ERP2はパケット型の通信を基本としたプロトコルです。実際の無線信号は、以下の3つのデータユニットタイプにより構成されています。

  ①フレーム
  ②サブテレグラム
  ③テレグラム

①フレーム
フレームは、データユニットの中で最下層(最小単位)を構成します。受信における同期や制御に関係するパラメータといった物理層に関連するデータを伝達し、シリアルで送信されます。そこでは、PreambleやStart of frame(SoF)、Inverse bitやEnd of frame(EoF)などが、通信を保証するために用意されています。以下はフレームの構造です。これより階層を1つ上がると、次のデータユニットであるサブテレグラムが形成されます。

ERP2フレーム構造

②サブテレグラム
サブテレグラムは、データリンク層に関係するデータの伝送を担当し、主にデータの符号化や復号化を引き受けます。

③テレグラム
テレグラムは、最大3回の同一内容のサブテレグラムで構成されます。基本的にERPは一方向プロトコルですが、SmartAck(後述予定)などの機能を用いることで双方向プロトコルを提供することが可能です。このプロトコルはハンドシェイク型ではありませんが、同一のサブテレグラムを決められた時間内に最大で3回送信する仕組みによって、通信の信頼性を確保しています。

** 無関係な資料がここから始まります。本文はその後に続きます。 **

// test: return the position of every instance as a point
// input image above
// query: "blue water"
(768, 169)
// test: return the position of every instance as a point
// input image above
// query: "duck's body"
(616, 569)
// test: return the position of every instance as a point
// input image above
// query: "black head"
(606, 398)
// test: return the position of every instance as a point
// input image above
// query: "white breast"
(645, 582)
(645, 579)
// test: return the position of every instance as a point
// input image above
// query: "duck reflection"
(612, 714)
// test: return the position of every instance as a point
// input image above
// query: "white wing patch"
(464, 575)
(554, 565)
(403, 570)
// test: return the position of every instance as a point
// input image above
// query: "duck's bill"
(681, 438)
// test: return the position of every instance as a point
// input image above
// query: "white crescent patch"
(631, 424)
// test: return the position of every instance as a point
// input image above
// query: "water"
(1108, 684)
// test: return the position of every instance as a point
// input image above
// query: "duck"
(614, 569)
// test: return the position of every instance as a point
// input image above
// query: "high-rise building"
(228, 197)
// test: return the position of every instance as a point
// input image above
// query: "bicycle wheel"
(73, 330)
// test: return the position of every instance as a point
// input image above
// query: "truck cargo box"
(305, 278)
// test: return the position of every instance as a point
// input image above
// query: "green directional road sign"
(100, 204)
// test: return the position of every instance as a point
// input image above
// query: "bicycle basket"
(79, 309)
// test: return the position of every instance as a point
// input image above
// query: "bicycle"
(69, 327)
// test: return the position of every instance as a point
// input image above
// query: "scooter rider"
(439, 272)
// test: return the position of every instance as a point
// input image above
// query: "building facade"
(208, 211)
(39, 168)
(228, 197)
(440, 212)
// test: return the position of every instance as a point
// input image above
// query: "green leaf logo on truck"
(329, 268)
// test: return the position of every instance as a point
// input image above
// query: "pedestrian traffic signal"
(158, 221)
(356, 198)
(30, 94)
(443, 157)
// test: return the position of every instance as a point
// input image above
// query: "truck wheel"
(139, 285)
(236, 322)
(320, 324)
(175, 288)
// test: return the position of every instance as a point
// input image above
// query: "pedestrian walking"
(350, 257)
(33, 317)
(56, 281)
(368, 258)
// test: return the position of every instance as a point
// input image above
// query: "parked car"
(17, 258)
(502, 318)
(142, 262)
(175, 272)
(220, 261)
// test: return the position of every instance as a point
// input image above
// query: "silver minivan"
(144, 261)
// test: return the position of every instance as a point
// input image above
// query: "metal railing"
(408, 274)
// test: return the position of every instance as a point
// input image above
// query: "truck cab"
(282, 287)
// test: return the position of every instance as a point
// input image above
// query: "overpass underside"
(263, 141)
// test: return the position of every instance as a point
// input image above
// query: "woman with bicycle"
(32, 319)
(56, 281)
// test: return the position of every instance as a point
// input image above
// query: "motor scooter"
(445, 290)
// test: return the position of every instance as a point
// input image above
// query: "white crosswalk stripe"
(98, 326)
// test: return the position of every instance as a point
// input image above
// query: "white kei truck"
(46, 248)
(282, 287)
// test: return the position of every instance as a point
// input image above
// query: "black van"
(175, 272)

この目的は、無線通信の衝突を避けるためであり、受信機側では最大3回のサブテレグラムのうちの1つでも受信が成功すれば、EnOcean通信は成功したとみなします。送信・受信ともに決められた期間(Maturity Timeと呼ぶ)以内で送信・受信を行うと規定されていますが、3回のサブテレグラム送信すべてが衝突しないように、2回目3回目のサブテレグラムのタイミングはランダムになるように規定されています。

なお、前回示したEnOcean通信階層構造においては、フレーム~サブテレグラムまでが物理層で、サブテレグラムを最大3回送信するという仕様(テレグラム仕様)以降がデータリンク層となります。

EnOcean通信ERP階層構造

ERP(EnOcean Radio Protocol)の階層(OSI参照モデル)

次回は、サブテレグラムの構成やタイミングの詳細を予定しています。

キーポイント:

・ERP2の実際の無線信号は、フレーム、サブテレグラム、テレグラムの3つのデータユニットタイプにより構成されている。

・EnOcean通信階層構造においては、フレーム~サブテレグラムまでが物理層、サブテレグラム以降がデータリンク層となる。